Azure has a video from her foster family - which is a real treat  - and here it is!  She is soo sweet!

You can ask for her full file here if you want to learn more about her.

Friday, March 9, 2012

Little momma, Pearl.

This week while sitting in the Denver airport some one sent me some updated photos of Pearl.  I don't know why but some times it hits me harder than other times.  When I saw these I couldn't help but get all weepy.  I'm sure people around me felt a little awkward but I didn't care.  Here they are along with some others we got our hands on last week from her orphanage's website(I know, since when do orphanages have websites?)

Lollipops in her pj's.

Some of these images are from an adoptive mom named Emily.  She sent her son this cake and the people at the orphanage sent back these photos of him eating it.  He's the doll in the crown.  These were taken just over a month ago.  Pearl is in green.

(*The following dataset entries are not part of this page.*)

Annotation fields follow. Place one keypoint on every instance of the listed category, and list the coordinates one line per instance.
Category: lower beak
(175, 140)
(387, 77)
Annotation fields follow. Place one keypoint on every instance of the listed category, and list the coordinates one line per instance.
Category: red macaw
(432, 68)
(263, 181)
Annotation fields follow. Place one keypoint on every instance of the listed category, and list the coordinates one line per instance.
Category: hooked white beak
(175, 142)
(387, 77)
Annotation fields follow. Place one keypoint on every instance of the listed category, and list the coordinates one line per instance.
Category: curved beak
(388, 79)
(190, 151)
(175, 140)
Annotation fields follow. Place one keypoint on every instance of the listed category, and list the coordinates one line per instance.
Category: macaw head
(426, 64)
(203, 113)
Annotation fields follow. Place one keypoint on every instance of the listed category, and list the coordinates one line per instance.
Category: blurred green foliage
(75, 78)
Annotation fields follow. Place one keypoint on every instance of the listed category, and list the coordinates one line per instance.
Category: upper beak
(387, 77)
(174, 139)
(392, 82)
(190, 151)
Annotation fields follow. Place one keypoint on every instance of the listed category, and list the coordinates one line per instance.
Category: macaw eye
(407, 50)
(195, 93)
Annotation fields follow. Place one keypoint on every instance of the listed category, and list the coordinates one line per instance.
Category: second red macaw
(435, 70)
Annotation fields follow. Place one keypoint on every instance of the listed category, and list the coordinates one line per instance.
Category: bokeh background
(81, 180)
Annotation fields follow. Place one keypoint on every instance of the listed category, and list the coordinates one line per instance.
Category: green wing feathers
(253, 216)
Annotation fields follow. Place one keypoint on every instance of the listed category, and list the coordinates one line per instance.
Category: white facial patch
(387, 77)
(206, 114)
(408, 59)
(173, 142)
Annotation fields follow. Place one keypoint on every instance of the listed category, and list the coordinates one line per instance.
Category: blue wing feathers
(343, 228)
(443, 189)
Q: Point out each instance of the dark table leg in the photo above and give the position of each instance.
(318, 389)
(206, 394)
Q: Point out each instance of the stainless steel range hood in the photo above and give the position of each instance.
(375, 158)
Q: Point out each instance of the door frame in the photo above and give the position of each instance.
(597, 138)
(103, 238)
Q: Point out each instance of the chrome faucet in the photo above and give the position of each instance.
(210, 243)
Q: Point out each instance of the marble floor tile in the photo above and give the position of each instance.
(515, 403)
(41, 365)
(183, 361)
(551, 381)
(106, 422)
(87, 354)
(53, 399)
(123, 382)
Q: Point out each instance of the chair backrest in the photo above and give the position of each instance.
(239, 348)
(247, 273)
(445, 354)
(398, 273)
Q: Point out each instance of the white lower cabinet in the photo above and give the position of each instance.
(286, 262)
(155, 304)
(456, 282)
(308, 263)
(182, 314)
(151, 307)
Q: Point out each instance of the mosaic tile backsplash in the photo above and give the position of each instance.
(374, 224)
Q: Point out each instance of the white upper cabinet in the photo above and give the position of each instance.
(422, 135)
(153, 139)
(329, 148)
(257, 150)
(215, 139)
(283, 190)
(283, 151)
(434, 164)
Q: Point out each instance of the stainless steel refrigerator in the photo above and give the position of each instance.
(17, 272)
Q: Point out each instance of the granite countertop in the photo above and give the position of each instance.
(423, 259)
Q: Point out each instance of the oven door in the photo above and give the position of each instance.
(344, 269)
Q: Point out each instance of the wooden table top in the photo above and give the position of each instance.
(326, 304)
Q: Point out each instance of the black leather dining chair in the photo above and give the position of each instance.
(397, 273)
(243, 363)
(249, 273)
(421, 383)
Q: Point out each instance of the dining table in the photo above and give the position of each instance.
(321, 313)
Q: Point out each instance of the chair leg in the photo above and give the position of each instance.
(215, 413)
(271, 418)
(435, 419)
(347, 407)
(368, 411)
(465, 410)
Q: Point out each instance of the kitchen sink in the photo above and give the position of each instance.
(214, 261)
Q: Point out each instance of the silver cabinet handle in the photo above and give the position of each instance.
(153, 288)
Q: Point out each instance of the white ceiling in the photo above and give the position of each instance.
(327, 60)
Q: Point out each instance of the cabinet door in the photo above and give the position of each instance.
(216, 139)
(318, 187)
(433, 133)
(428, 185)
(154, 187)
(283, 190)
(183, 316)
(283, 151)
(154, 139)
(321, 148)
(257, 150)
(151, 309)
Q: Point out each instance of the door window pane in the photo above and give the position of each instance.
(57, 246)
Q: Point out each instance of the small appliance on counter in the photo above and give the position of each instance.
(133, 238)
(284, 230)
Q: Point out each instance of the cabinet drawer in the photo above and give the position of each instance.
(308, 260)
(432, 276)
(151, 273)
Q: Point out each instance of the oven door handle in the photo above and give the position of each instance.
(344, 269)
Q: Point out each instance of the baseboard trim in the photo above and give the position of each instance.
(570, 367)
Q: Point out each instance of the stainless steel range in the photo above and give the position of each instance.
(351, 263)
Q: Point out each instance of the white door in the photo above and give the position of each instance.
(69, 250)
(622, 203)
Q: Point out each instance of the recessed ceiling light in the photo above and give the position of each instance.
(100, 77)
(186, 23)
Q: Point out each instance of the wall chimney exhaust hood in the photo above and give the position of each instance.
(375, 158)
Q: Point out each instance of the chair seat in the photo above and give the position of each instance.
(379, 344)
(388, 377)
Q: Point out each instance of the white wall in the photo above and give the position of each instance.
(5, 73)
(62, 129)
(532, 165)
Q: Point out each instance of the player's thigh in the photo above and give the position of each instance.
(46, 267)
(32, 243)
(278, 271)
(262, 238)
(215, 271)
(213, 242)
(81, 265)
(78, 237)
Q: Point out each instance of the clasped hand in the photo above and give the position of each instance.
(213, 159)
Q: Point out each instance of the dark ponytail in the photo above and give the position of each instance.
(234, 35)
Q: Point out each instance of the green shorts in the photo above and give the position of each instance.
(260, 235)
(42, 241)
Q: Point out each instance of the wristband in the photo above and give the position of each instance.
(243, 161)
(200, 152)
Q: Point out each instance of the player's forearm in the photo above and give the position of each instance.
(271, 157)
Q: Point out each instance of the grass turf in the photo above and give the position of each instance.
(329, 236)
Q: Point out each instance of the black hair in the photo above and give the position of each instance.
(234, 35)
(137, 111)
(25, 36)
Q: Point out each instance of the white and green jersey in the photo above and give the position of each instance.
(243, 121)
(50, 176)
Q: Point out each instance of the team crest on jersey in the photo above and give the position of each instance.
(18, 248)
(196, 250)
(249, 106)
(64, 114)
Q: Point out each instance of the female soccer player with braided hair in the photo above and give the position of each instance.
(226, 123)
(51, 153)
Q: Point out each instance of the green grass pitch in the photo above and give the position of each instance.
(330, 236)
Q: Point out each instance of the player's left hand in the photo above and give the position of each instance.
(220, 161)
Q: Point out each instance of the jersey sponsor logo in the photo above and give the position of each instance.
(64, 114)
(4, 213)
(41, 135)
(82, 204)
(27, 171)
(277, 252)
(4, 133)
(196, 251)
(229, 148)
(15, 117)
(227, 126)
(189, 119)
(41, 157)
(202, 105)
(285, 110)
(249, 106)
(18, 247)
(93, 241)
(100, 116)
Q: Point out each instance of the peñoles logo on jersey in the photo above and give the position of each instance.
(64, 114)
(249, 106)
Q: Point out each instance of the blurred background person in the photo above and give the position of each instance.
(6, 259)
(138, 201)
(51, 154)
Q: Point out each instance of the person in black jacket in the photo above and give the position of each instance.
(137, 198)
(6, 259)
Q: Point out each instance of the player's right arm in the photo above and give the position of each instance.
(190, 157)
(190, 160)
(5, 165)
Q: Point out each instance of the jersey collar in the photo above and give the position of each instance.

Anyone seeing a trend for her?  In her information it said she liked to help with the babies and was proactively changing diapers.  A lot of the images we see of her she is hanging out with the little ones.  In a quote from them it says:
[She] knows things and wear cloth by herself. She helps nanny for cleaning, taking care younger brothers and sisters, changing diapers proactively everyday for them. During break time, she was taught simple words and children rhymes by care givers. She was smart and learn fast. Sometimes she learn and turn around to teach another child Guo ZHi Wei who plays with her. Now, two of them play words games, ex. little Yi Lin ask Guo Zhi Wei to guess a word. If right, she will give a kiss, very lovely.
The translation is a little rough but I love seeing her little motherly personality come through in the images we find of her.
Hanging with the babies.

Peter doesn't like this image - he finds it alarming that his sister looks sad in it. When ever he sees it he says, "Pearl is sad! We have to go get her! She is sad cuz she wants us to come bring her home!"  Breaks my heart every time.

Karaoke anyone!?

All bundled up!

Last, I love this one.  Pearl is in red on the left.   I love how lovingly she looks to the girl working with her and how happily the girl looks back.  I am so grateful for those women who work at such unglamorous a job to love and care for these children.  I hope some day to let them know how much.

Friday, March 2, 2012

Thank you, youtube.

Like so many of my generation, I am a pro at internet research(a.k.a. stalking).  And I've definitely put my skills to use in researching other adoptive families.  I've watched countless videos of other families picking up their kids from China, spending their first few days at home with them and what not.  Most of these videos are of super adorable babies and toddlers with only a few of older kids.  The videos are great because in an effort to prepare us, our agency has us read through and think about all of the ways in which this adoption could be really really hard.   Things from health issues to attachment to problems with our other kids.  And boy, can that get you down.  So, this afternoon when I found this video it made me smile from EAR to EAR!  These two seven year old boys came home from China four months ago and this video is of them about 6 weeks after they came home.  So sweet.  So happy.  Can't wait.